The honest answer is that I never thought of it as "both." It was one working life with two outlets.

It started as a way to survive as an actor

Like most people in theatre, I needed income that didn't depend on getting cast. Freelance proofreading was flexible, it paid reasonably, and it used skills I already had: an eye for detail and a stubborn need to fix things that weren't working. What started as survival work became something I was genuinely good at, and then something I genuinely loved.

The skills transferred more than I expected

Editing teaches you to read for structure, not just sentences. You start to feel pacing problems before you can articulate them. You learn to give feedback that respects the author's voice while still being honest about what isn't working. Every one of those skills shows up directly in how I evaluate scripts and work with creative teams in Broadway production.

How the schedule actually worked

Editing happens on a publisher's deadline, not a theatre's rehearsal schedule, which meant the two careers rarely competed for the same hours directly. Manuscript work filled the early mornings, late nights, and travel days that producing naturally creates. It became less of a juggling act and more of a rhythm: theatre during the day, editing in the margins.

It became less of a juggling act and more of a rhythm: theatre during the day, editing in the margins.

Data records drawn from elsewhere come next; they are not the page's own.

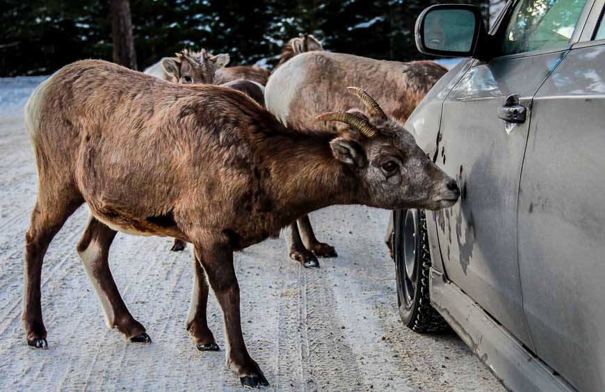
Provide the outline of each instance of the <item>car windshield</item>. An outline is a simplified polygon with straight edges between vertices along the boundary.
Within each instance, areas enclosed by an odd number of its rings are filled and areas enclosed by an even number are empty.
[[[522,0],[504,35],[503,54],[548,49],[569,42],[586,0]]]

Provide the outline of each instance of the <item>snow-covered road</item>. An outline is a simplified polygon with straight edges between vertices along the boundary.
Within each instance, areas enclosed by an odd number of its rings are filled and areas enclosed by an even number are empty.
[[[37,174],[22,105],[41,79],[0,80],[0,390],[234,390],[224,351],[197,351],[185,330],[192,284],[190,251],[171,240],[118,234],[110,263],[150,345],[108,331],[75,250],[86,206],[51,243],[42,273],[49,350],[27,348],[21,327],[24,234]],[[387,212],[337,206],[315,213],[320,239],[339,257],[305,270],[268,240],[235,254],[244,337],[278,390],[480,390],[502,387],[455,335],[405,328],[394,267],[382,243]],[[209,325],[224,348],[211,295]]]

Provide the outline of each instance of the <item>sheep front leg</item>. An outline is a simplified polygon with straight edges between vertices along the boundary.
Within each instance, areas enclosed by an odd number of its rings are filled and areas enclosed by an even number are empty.
[[[208,277],[210,286],[223,309],[226,334],[227,366],[248,388],[268,386],[258,364],[248,352],[241,334],[239,285],[233,266],[233,250],[224,236],[200,236],[194,241],[195,256]]]
[[[338,256],[333,246],[317,240],[308,215],[299,218],[297,222],[305,246],[313,252],[315,256],[317,257],[337,257]]]

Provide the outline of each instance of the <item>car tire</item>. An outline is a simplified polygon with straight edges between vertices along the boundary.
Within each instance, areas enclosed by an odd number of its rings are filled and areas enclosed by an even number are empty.
[[[449,325],[433,305],[428,289],[431,266],[424,210],[396,211],[393,250],[399,316],[417,332],[443,333]]]

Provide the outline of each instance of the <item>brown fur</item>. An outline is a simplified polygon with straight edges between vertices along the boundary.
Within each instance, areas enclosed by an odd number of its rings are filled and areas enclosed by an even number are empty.
[[[284,49],[286,60],[290,49]],[[281,64],[281,63],[280,63]],[[294,128],[317,126],[315,117],[329,111],[358,111],[368,115],[360,101],[346,92],[348,86],[360,86],[378,101],[387,115],[402,124],[447,70],[433,61],[399,63],[383,61],[350,54],[314,51],[302,54],[272,74],[265,92],[268,108]],[[293,73],[300,73],[302,81],[289,86]],[[287,116],[277,112],[284,99],[284,90],[294,88]],[[283,108],[282,108],[283,110]],[[321,128],[334,131],[345,126],[324,123]],[[292,259],[309,261],[337,255],[333,247],[317,240],[308,217],[291,225]],[[300,229],[300,231],[299,231]],[[298,233],[306,240],[300,246]]]
[[[239,91],[175,84],[104,61],[60,70],[25,112],[40,182],[26,236],[23,322],[38,348],[46,345],[44,254],[85,202],[92,217],[78,252],[110,327],[150,343],[108,269],[115,230],[192,243],[203,274],[196,269],[190,333],[196,344],[213,340],[207,278],[225,315],[227,363],[255,386],[267,382],[242,336],[234,251],[328,205],[438,209],[459,194],[396,122],[381,121],[371,138],[295,130]],[[408,169],[387,175],[385,161]]]
[[[237,79],[220,85],[241,91],[252,98],[259,105],[263,107],[265,106],[264,91],[258,84],[250,80]]]
[[[411,63],[384,61],[350,54],[314,52],[296,58],[296,72],[305,72],[303,82],[290,103],[288,124],[305,127],[314,123],[315,117],[329,110],[347,111],[356,108],[367,114],[360,101],[346,88],[360,86],[380,104],[387,113],[403,123],[430,88],[447,70],[433,61]],[[290,69],[271,76],[277,86],[291,77]],[[278,88],[281,88],[278,87]],[[279,93],[268,86],[266,95]],[[268,99],[271,110],[270,97]],[[325,129],[334,124],[325,124]]]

Why I wrote Copyediting and Proofreading For Dummies

After years in the editing world, I wrote Copyediting and Proofreading For Dummies to give people entering the field the practical guidance I had to learn the hard way. It remains one of the most accessible entry points into professional editing, and I still hear from readers who used it to start their own freelance editing careers, the same path that led me here.

What Carrying Two Careers Actually Requires

  1. 01

    A schedule that protects both, not one over the other

    Neither career got to be the "side project." Both were treated as real work with real deadlines.

  2. 02

    Skills that reinforce each other

    I chose work where the two careers made each other better rather than competing for the same mental energy.

  3. 03

    Comfort with being two different professional people

    An editor working alone with a manuscript and a producer leading a creative team in a rehearsal room require different versions of the same person. Learning to move between them is its own skill.